NORR performance evaluation

The NORR performance was evaluated in 0.5 M K₂SO₄ electrolyte, using an air-tight H cell. Prior to electrolysis, high-purity Ar was purged into the electrolyte to remove residual oxygen. As shown in Fig. 5a, the linear sweep voltammetry (LSV) curves revealed a significant increase in current density for Pt_NPs/Fe_SAC in 1 vol% NO atmosphere compared to Ar-saturated conditions, confirming effective NO reduction on the catalyst surface. Compare to Fe_SAC, Pt_NPs and NC, the Pt_NPs/Fe_SAC showed the largest current density gap, indicating superior NORR activity (Supplementary Fig. 16).

Fig. 5. Electrochemical NORR performance.

a LSV curves of Fe_SAC and Pt_NPs/Fe_SAC in Ar- and 1 vol% NO-saturated 0.5 M K₂SO₄ (pH =7.1, without iR-correction) at scan rate of 10 mV s⁻¹. b NH₃ yield and FE with 1 vol% NO over Pt_NPs/Fe_SAC at each given potential (without iR-correction). c The NH₃ yield of Pt_NPs, NC, Fe_SAC and Pt_NPs/Fe_SAC. d NH₃ yield of Pt_NPs/Fe_SAC under different conditions. e¹H NMR spectra of the electrolyte fed by ¹⁵NO and ¹⁴NO for NORR over the Pt_NPs/Fe_SAC at −0.6 V (without iR-correction). f NORR cycling stability test over the Pt_NPs/Fe_SAC at −0.6 V (without iR-correction). g LSV curves of Pt_NPs/Fe_SAC test in MEA electrolyzer and H cell at scan rate of 10 mV s⁻¹ (without iR-correction). h Corresponding NH₃ yield and FE of Pt_NPs/Fe_SAC (without iR-correction). i Comparison of NORR performance with other electrocatalysts. Error bars indicate the relative standard deviations of the mean (n = 3). Source data are provided as a Source Data file.

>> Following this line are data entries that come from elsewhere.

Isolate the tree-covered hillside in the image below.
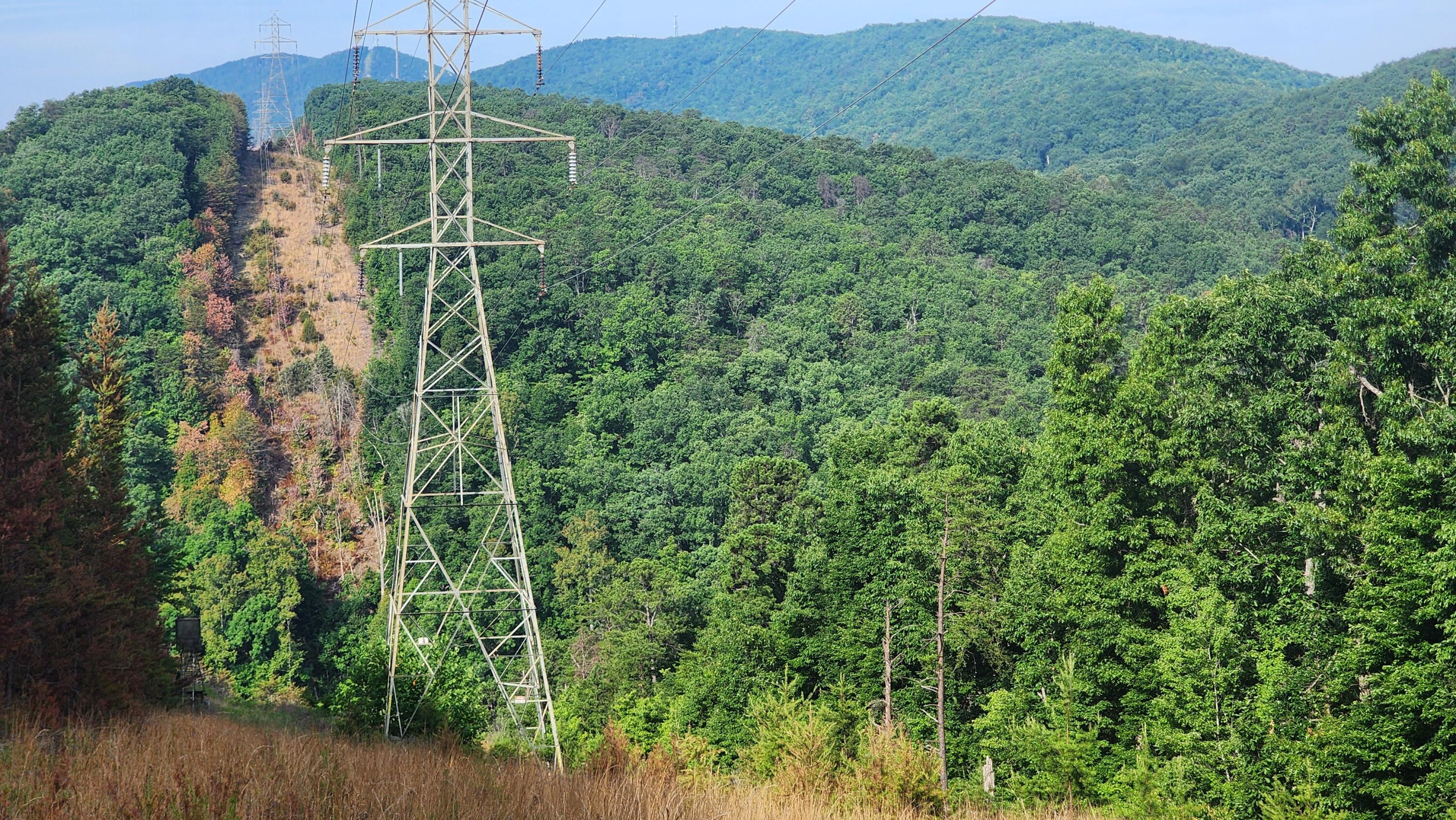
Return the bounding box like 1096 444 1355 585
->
1083 48 1456 236
309 83 1284 798
128 47 425 128
0 79 248 714
475 17 1329 169
322 77 1456 820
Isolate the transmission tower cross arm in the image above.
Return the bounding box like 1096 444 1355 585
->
341 0 577 765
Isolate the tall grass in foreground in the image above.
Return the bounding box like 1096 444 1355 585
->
0 712 1095 820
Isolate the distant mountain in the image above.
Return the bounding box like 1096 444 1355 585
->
139 17 1332 169
128 47 431 125
475 17 1332 167
1085 48 1456 234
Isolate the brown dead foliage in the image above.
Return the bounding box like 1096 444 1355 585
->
0 712 1093 820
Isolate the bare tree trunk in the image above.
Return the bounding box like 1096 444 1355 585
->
881 599 894 737
935 498 951 792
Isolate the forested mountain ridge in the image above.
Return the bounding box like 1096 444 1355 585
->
310 77 1456 820
127 45 425 117
0 79 248 711
309 75 1286 787
475 17 1329 169
131 17 1331 169
8 25 1456 820
1082 48 1456 236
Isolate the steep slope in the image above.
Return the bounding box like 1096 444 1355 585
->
1086 48 1456 236
476 17 1331 167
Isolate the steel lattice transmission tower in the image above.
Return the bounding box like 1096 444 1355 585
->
325 0 577 763
253 12 298 151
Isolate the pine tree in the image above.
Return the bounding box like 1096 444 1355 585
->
0 234 74 709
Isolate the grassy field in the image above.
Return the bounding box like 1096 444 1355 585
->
0 712 1096 820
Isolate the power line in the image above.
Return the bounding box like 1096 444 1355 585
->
552 0 996 296
581 0 798 182
542 0 607 80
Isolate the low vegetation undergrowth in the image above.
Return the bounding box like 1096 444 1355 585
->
0 712 1095 820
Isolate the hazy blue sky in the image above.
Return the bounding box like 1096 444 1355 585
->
0 0 1456 122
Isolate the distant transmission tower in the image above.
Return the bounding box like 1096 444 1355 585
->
253 12 298 151
323 0 577 763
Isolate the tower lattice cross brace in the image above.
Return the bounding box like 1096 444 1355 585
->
325 0 575 763
253 12 298 151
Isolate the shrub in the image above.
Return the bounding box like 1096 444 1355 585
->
301 310 323 344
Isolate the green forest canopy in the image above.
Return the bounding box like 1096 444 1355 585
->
310 80 1456 817
0 47 1456 819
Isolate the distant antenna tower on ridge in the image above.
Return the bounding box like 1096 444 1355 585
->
253 12 298 153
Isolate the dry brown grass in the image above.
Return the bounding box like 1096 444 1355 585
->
245 153 374 373
0 712 1095 820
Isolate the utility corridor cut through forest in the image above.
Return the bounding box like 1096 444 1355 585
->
237 151 374 373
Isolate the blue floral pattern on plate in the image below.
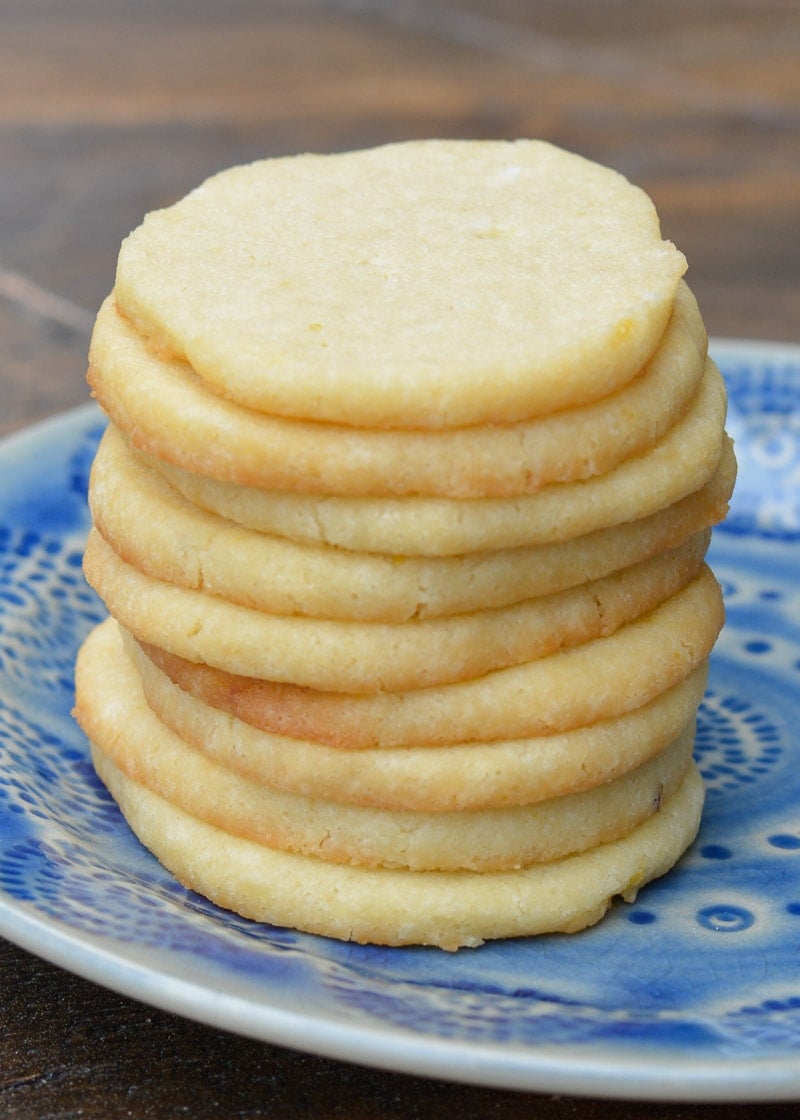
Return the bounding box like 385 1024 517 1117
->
0 340 800 1101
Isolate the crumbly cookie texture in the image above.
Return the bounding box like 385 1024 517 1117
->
114 140 686 428
75 140 736 950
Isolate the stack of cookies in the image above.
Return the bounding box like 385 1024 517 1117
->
71 141 735 949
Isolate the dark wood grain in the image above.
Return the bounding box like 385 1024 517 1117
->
0 0 800 1120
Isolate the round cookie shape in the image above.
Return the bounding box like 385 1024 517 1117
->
137 369 733 557
76 622 695 872
89 424 735 623
79 530 710 693
92 745 704 951
123 618 708 812
89 281 707 498
132 568 724 750
114 140 686 429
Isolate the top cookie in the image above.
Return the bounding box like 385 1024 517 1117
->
114 140 686 428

As depicted in Fig. 5b, the NH₃ yield rate and FE of Pt_NPs/Fe_SAC increase steadily with applied potentials from -0.4 to -0.6 V, reaching the maximum values of 709.7 μg h⁻¹ mg_cat.⁻¹ and 90.3% at −0.6 V, outperforming previously reported NORR catalysts (Supplementary Table 4). NH₃ quantification via colorimetric method (Supplementary Fig. 17) and nuclear magnetic resonance (NMR) spectroscopy (Supplementary Fig. 18) yielded consistent results, ensuring measurement accuracy (Supplementary Fig. 19). However, at the applied potentials beyond −0.6 V, NORR performance of Pt_NPs/Fe_SAC declined due to the competing HER (Supplementary Fig. 20). Other liquid byproducts such as N₂H₄ and NH₂OH were not detected (Supplementary Figs. 21 and 22). In comparison, Fe_SAC obtained its highest NORR performance at -0.7 V with a NH₃ yield of 444.2 μg h⁻¹ mg_cat.⁻¹ and FE of 56.6% (Fig. 5c and Supplementary Fig. 23), while Pt_NPs/NC and bare NC exhibited negligible NORR activity (Fig. 5c).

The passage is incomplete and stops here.